My eyes went wide and I sucked in a breath. “No,” I shook my head frantically as I spoke and sat up straight again, “like I said, no judgment, I mean, I don’t think -”

He cut me off. “I mean, who are you to say that a little boy couldn’t get me  _ just  _ as wrapped around his finger as a little girl?”

I exhaled heavily, feeling silly for getting so worried and worked up about his teasing. “Okay, okay, that’s fair. Fine, so in addition to a healthy baby and healthy mom, either option is equally likely to have you completely whipped.” I smirked to myself when I heard his scoff, “Boy or girl?”

“I mean, I would just want -”

“No!” I cut him off, adamant, even going so far as to throw an index finger up in the air in front of my own face since I couldn't do so to him, “No, you don’t get to do that.”

“Do what?”

“ _ I would just want a healthy, happy baby.
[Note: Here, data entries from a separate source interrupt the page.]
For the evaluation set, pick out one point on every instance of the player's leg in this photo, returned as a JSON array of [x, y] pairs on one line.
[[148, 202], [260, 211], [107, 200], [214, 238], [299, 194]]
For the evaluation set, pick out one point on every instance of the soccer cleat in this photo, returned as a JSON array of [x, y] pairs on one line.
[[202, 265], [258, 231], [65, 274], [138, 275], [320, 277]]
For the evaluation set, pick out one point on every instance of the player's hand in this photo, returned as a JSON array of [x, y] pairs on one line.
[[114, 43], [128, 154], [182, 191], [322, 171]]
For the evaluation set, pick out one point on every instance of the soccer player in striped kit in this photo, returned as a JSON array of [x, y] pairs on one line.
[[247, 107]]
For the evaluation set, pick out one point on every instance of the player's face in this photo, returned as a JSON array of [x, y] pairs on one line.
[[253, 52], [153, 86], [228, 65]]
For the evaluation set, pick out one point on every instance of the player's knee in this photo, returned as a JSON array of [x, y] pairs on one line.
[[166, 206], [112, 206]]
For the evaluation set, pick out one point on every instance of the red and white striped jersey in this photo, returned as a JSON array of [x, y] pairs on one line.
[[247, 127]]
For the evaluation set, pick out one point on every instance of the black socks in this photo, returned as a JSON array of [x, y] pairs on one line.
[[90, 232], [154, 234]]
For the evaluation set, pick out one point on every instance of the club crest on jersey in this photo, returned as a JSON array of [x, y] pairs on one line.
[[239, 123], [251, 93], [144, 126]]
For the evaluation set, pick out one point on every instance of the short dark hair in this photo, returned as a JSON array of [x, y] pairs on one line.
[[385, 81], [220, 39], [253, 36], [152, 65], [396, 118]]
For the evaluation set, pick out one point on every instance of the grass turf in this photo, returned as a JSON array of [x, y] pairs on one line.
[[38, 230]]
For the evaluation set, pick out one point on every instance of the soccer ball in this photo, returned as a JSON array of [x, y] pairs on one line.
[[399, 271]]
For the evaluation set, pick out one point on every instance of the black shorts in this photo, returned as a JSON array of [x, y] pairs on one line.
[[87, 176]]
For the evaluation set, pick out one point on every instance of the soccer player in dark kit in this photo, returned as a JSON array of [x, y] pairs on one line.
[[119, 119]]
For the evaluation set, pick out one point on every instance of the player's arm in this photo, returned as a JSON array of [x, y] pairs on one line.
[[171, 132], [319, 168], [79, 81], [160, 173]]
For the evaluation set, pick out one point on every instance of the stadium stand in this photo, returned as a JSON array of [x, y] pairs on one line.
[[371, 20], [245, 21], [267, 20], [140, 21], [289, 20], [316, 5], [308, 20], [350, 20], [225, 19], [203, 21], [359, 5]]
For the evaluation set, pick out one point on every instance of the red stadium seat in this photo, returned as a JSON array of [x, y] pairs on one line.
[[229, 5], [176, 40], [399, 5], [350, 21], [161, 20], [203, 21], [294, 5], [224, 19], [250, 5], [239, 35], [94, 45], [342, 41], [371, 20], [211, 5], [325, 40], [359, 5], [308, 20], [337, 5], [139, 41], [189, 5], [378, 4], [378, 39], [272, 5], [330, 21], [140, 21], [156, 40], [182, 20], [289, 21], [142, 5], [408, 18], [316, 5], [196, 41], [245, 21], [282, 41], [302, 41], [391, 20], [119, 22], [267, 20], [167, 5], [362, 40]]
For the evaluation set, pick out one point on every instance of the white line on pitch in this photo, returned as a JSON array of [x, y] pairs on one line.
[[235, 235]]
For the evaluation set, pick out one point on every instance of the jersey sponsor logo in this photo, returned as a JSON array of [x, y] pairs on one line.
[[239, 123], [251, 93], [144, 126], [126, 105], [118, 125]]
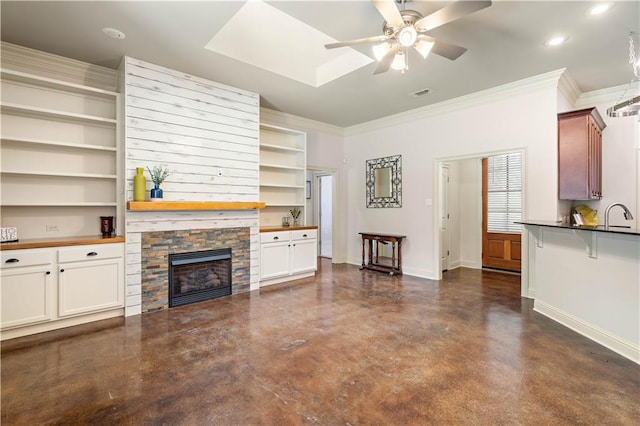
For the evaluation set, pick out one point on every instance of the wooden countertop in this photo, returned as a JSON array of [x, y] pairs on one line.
[[60, 242], [285, 228], [193, 205]]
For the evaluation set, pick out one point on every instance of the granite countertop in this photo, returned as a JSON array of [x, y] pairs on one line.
[[600, 228]]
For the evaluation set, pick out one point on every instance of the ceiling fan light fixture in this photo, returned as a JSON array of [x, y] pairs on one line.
[[379, 50], [407, 36], [399, 62], [424, 47]]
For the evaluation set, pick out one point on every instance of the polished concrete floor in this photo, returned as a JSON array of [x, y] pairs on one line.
[[349, 347]]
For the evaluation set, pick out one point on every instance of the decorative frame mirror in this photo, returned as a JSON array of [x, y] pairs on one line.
[[383, 177]]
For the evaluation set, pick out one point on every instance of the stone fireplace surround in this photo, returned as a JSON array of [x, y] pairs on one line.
[[141, 222], [157, 245]]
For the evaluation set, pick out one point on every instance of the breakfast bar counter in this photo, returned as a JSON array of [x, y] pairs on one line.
[[588, 279]]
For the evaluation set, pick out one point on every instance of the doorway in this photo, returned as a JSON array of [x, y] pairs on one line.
[[501, 208], [322, 204], [325, 215], [444, 218], [465, 212]]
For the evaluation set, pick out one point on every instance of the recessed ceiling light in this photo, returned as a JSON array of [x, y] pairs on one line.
[[420, 92], [556, 41], [599, 8], [113, 33]]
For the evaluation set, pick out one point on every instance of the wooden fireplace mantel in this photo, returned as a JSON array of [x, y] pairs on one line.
[[193, 205]]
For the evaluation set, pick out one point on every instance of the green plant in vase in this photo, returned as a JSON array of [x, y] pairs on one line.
[[295, 213], [158, 175]]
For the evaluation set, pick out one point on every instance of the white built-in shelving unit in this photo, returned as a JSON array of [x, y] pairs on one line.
[[283, 165], [60, 156]]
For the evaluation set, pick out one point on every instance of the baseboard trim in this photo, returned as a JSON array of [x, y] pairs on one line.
[[620, 346]]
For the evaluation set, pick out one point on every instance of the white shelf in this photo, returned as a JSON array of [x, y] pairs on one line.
[[67, 204], [280, 148], [60, 152], [275, 185], [51, 83], [51, 113], [278, 166], [60, 144], [284, 205], [59, 174]]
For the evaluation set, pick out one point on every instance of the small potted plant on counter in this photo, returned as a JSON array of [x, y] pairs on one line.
[[158, 175], [295, 213]]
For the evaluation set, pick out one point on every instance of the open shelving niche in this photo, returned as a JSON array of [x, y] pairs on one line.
[[283, 167], [60, 156]]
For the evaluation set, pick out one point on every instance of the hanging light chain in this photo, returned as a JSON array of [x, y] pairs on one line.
[[632, 58]]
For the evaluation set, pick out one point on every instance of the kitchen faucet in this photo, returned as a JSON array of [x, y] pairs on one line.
[[627, 213]]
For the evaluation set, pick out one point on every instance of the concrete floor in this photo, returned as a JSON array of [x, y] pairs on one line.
[[349, 347]]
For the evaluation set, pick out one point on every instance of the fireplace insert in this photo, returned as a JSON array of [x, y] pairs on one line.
[[198, 276]]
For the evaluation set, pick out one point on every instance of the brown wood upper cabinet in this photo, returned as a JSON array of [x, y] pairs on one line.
[[580, 155]]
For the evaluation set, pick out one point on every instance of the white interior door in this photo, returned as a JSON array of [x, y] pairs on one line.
[[325, 200], [444, 217]]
Blah blah blah.” _

“But I  _ would _ , though.”

“Well yeah,” I scoffed and rolled my eyes, sinking back into the couch cushions again and swinging my legs up so I lay on my side, my head on a pillow and the arm not holding the phone shoved under it. “Any decent human wants that. But that’s not the game. The game is you have to choose one. So what’ll it be, mister, a little mini-you, or you gonna be a girl-dad?”

I heard him groan through the phone and I grinned, satisfied. “Okay fine, fine. But you got to give context last time, so I get to give context this time.”

“Of course. It’s only fair.”

“Okay” he sighed, “well, okay,” I had to hold back my giggle at his obvious discomfort. “So the thing is, I consider myself to be a fairly evolved guy, you know?”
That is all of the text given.